Companies that just use firewalls to protect their e-commerce systems from outside intruders risk "locking the lodger in with their daughter", muses local security exec Ian Fewtrell.
According to the local MD of Cabletron enterprise arm Enterasys, around 70 percent of corporate e-security disruption is traced back to internal, not external forces.
What's more, he said companies were often reluctant to publicly admit the possibility of internal "cyber-sabotage" due to a perceived threat to public image.
"We're only hearing a fraction of what goes on. We're only seeing the tip of the iceberg," he said.
Fewtrell stressed that a high incidence of internal "cyber-sabotage" did not necessarily reflect a high level of malicious intent from employees. In many cases, internal cyber-sabotage was committed purely by accident, he said.
And firewalls that screen a company's IT system from outside forces do little or nothing to prevent internal cyber-sabotage, deliberate or not, he said.

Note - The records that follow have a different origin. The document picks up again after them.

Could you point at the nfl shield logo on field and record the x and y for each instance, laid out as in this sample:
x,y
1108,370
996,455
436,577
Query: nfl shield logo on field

Fewtrell supports a "holistic" approach to corporate e-security. Ideally, he said, a firewall should be accompanied by inward-looking e-security systems, as well as clearly defined company e-security policies and practices - "as simple as not having your password stuck to the side of your computer".
A single interface reporting on multiple systems provided the most secure multi-level e-commerce environment, he said.
He said companies with "multi-layered" security systems in place reported 30 percent higher instance of sabotage attempt. But this did not mean more security layers meant more security holes. Rather, multi-layered security systems were able to detect more attempts at sabotage, he said.
Fewtrell was talking at the Australian launch of the vendor's revamped security architecture, Safe Harbour. No local customers have been announced.